Over Arches: Soaring Up the Three Penguins

A whimsical climbing adventure lay in store for the filmmaking team in Arches National Park, home to the world’s largest collection of natural sandstone archways. At the very entrance to the park stands a quirky stone guardian: The Three Penguins, a trio of sculpture-like 130-foot towers that sit imposingly atop a 100-foot pedestal. The view from below them can only be beaten by the view from on top: a cocktail-table-sized summit with jaw-dropping, 360-degree vistas of the entire park.
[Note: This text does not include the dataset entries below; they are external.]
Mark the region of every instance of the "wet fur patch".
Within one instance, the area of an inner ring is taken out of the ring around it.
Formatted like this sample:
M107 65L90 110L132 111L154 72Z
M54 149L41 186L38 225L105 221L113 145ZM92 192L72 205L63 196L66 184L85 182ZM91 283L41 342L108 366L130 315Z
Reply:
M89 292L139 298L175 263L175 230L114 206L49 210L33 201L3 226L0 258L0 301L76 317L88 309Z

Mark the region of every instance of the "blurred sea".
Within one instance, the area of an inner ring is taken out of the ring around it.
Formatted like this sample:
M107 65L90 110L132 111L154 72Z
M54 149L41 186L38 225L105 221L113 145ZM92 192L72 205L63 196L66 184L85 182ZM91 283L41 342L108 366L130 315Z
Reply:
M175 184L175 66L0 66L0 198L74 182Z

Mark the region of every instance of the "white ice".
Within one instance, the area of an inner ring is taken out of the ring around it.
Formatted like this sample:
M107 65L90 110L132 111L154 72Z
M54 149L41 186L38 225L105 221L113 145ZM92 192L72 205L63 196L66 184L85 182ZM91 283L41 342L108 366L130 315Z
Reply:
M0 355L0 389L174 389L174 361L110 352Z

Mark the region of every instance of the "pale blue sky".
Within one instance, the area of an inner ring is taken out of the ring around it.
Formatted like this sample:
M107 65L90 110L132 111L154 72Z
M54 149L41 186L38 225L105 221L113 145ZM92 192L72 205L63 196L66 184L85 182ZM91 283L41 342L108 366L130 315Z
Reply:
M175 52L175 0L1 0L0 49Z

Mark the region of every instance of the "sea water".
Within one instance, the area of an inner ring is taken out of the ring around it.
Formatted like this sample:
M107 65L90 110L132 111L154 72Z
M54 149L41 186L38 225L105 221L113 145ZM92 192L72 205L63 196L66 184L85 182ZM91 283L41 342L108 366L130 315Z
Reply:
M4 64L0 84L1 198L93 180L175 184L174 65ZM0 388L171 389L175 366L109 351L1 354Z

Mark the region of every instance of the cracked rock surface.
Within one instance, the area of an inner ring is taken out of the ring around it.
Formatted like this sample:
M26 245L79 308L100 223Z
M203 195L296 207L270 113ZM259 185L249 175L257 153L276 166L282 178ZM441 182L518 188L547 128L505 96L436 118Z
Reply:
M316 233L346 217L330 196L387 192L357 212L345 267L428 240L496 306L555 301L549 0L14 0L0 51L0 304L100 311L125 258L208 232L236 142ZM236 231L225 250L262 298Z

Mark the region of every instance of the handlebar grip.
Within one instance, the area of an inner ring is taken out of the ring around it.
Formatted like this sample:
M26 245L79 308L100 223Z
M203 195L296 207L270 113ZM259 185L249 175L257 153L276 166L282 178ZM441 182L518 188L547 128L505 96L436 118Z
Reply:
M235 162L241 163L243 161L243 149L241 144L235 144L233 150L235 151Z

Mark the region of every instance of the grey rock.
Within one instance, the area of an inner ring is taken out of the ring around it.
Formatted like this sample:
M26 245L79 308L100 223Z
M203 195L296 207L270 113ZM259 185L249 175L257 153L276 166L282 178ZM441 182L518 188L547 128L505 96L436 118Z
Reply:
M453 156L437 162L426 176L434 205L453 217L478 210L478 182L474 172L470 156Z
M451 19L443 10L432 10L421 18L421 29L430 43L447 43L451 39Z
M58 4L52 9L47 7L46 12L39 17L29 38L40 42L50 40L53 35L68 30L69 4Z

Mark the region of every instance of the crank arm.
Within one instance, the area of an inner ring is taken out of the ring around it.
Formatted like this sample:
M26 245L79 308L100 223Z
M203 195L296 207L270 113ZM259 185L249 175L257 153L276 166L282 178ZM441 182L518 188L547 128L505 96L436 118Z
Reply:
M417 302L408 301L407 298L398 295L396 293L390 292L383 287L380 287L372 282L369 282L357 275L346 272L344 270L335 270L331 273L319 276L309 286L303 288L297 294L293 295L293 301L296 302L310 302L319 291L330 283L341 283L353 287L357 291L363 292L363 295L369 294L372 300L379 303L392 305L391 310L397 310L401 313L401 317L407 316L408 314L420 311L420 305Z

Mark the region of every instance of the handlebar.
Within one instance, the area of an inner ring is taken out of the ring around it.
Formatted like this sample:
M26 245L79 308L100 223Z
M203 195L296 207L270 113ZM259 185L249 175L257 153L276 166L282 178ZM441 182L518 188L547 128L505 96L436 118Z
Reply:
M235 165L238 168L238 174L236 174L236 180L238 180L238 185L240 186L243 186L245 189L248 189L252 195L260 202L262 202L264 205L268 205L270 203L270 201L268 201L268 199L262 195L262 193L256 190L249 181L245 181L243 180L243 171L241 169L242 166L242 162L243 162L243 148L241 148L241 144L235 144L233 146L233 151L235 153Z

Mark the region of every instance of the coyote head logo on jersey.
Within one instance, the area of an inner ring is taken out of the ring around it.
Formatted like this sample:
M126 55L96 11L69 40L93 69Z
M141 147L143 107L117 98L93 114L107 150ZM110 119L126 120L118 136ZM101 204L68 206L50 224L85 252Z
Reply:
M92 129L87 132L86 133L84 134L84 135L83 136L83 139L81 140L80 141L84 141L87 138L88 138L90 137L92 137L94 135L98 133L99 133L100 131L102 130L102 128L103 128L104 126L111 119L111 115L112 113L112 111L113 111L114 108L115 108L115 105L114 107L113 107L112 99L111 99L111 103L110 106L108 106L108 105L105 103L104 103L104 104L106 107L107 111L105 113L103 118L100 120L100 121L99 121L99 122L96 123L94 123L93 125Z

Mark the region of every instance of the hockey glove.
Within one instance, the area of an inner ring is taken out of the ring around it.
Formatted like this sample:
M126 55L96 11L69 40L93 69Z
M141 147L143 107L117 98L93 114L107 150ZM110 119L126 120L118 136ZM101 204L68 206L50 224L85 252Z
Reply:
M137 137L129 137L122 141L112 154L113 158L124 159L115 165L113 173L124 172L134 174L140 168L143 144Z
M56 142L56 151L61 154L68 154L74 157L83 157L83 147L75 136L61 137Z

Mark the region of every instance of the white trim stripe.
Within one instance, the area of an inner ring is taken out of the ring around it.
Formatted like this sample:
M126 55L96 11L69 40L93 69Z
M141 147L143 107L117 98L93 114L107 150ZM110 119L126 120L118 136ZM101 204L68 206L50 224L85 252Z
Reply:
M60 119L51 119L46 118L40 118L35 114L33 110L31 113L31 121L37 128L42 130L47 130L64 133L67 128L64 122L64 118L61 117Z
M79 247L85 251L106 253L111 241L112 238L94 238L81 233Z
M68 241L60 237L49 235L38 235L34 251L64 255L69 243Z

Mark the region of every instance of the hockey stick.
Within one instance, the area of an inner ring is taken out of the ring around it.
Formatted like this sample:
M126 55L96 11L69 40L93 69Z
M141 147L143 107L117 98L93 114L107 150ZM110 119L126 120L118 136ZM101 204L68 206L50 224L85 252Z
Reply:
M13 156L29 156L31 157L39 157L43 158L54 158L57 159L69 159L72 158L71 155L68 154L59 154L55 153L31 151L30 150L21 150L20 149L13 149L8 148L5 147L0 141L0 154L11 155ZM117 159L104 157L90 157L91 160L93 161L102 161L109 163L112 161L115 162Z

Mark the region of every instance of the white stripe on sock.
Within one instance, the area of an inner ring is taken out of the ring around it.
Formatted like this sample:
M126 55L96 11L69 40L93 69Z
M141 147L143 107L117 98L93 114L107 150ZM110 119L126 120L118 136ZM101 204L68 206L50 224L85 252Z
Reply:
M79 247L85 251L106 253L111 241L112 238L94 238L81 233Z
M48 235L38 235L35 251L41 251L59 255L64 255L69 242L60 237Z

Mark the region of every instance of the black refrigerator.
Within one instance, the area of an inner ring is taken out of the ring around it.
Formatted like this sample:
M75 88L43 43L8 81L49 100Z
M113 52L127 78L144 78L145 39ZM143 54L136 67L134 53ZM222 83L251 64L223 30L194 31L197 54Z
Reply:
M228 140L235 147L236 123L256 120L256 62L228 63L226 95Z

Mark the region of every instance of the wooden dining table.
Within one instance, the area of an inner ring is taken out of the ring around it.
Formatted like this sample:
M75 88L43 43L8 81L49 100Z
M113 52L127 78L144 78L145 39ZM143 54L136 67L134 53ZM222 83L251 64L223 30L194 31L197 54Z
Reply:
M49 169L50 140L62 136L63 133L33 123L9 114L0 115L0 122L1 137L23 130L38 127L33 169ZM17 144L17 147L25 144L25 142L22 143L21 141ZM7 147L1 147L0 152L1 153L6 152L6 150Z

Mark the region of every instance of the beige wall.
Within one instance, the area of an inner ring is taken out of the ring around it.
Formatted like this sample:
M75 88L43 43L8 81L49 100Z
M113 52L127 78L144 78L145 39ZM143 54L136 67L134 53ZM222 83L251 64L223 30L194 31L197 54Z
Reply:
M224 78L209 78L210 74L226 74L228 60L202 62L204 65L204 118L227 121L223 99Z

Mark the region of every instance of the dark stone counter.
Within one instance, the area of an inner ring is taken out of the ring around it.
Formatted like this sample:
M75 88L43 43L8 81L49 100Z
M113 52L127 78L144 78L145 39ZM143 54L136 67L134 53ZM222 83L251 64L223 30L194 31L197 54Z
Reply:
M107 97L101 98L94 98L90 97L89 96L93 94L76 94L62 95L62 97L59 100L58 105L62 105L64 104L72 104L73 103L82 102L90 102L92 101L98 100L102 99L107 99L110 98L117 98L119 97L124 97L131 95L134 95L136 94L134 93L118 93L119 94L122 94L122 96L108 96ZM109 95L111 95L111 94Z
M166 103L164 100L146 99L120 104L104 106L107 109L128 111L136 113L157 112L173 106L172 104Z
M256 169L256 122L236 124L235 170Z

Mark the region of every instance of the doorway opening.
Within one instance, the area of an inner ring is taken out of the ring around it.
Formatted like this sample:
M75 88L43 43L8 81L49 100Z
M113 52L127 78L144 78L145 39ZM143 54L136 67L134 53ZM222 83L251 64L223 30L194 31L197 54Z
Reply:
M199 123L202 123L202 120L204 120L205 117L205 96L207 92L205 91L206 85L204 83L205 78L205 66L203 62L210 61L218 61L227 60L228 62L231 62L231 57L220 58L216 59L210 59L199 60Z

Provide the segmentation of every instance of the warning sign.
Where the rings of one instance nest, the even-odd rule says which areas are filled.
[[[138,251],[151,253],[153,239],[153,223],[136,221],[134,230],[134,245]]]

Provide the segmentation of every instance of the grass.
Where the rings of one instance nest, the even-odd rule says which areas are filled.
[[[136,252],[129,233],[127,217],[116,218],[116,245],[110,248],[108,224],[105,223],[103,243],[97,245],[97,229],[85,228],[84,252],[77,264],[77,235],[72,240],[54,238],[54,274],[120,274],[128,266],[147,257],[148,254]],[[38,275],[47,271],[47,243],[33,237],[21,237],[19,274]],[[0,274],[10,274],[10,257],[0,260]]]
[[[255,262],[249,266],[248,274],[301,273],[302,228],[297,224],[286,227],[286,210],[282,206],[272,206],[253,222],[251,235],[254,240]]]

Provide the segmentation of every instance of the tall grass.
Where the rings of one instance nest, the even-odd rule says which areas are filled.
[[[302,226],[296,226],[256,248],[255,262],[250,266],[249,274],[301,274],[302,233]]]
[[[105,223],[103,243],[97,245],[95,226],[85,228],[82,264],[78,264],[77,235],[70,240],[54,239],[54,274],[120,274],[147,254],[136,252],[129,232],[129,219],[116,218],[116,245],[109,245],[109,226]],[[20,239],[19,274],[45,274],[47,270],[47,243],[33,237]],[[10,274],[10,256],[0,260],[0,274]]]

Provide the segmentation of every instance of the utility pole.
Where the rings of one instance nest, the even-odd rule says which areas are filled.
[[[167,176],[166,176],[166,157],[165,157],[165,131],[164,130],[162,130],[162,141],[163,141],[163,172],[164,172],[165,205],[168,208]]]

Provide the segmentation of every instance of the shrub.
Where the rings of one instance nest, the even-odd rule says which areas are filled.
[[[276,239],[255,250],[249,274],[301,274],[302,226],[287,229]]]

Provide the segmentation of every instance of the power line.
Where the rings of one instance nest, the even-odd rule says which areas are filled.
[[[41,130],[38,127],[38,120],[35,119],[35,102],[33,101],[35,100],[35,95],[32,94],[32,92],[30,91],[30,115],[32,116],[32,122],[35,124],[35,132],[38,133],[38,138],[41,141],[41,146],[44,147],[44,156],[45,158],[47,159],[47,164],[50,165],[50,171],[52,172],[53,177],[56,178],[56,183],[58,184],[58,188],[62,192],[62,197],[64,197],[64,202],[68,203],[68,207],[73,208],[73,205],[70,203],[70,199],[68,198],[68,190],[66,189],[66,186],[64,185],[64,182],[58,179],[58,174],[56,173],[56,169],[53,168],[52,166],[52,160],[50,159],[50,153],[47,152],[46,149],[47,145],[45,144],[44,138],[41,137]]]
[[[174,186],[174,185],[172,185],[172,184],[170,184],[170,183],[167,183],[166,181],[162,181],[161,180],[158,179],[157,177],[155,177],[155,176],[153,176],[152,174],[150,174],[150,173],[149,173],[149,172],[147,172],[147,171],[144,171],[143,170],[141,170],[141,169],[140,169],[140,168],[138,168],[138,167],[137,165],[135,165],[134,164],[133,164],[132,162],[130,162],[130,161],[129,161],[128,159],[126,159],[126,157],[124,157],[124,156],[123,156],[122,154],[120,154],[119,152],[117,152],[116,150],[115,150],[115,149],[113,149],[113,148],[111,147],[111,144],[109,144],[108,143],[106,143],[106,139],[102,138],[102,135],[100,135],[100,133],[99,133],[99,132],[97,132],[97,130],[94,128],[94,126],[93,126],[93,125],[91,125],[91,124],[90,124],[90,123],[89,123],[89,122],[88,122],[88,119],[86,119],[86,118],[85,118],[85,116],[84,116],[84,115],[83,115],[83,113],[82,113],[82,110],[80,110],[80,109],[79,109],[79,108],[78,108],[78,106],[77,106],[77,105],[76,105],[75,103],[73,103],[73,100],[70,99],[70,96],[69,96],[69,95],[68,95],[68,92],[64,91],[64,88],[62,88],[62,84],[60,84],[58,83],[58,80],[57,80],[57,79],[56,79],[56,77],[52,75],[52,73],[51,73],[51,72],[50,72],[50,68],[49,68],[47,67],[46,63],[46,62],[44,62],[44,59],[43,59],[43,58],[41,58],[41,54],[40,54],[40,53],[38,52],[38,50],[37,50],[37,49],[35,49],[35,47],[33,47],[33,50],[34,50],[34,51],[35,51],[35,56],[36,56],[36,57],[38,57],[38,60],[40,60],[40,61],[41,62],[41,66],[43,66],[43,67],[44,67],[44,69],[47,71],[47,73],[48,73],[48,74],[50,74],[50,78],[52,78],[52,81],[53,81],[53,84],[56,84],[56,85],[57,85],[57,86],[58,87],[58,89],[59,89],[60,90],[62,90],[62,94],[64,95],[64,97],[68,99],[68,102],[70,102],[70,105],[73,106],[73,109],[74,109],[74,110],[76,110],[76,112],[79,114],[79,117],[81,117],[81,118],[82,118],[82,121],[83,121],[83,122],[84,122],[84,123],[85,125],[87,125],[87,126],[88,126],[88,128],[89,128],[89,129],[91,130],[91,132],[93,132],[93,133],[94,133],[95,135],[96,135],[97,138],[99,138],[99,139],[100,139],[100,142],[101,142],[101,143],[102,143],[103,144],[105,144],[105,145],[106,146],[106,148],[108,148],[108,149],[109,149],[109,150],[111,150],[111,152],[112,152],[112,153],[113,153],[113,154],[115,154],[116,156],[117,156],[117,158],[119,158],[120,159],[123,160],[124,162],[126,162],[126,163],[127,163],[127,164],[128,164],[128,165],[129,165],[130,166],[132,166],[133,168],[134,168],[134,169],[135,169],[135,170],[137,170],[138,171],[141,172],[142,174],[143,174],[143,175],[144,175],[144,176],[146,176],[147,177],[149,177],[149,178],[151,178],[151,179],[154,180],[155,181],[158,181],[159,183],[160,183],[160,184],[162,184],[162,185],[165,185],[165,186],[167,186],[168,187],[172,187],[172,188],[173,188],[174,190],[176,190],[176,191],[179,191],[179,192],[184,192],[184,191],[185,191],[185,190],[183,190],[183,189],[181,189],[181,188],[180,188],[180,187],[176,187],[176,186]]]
“Arches might be my favorite park of all because it’s so different from anywhere I’ve seen,” says producer Shaun MacGillivray. “It’s hard to wrap your mind around the idea that this amazing architecture is nature’s doing and something that happened over geologic time. We not only shot our characters climbing and hiking, but we also sent in time-lapse photography teams to capture the park’s shifting moods. We really wanted audiences to experience the living, breathing nature of the place.”

As soon as the filmmaking team saw the Three Penguins, the funky rock form could not be ignored. “It made so much sense to shoot there,” says Shaun. “When you step back, that rock really does kind of look like a group of penguins, but we also saw the potential for spectacular aerials.”

To capture the outsized scope, MacGillivray Freeman Films once again turned to the aerial magic of Ron Goodman and the SpaceCam, who sought out the most inventive ways to take audiences right into the grip of a climber’s feeling of total exposure. “The helicopter gives you a rare perspective on our climbers and then, just when our threesome gets to the top of the Penguins, it pulls back for a view that truly shows how breathtakingly expansive Arches is. It’s goose-bumps kind of stuff,” says Shaun MacGillivray.

For cast member Rachel Pohl, the Three Penguins went right into her list of top ten experiences on the trip, for several reasons: “I’ve always been totally obsessed with penguins—in fact as a kid, I thought I’d one day become a penguin scientist,” she explains. “As far as the climbing goes, it’s super interesting because the formation is made of eroding sandstone formed by the wind and the rain but also all those who have been up it before. The weird part was climbing with a helicopter next to you! I tried not to be distracted, but it’s hard to block out a helicopter. And usually, you get the amazing feeling of reaching the summit only once on a climb but I climbed that part 12 times for the film so I had it over and over! Watching the sun rise from up there felt like something from a dream.”

Adds cast member Max Lowe: “It one of those views that is like no other—you feel like you’re peeking over the tops of all the arches. Even though we were surrounded by cameras and a helicopter, nothing could obscure the wonder.”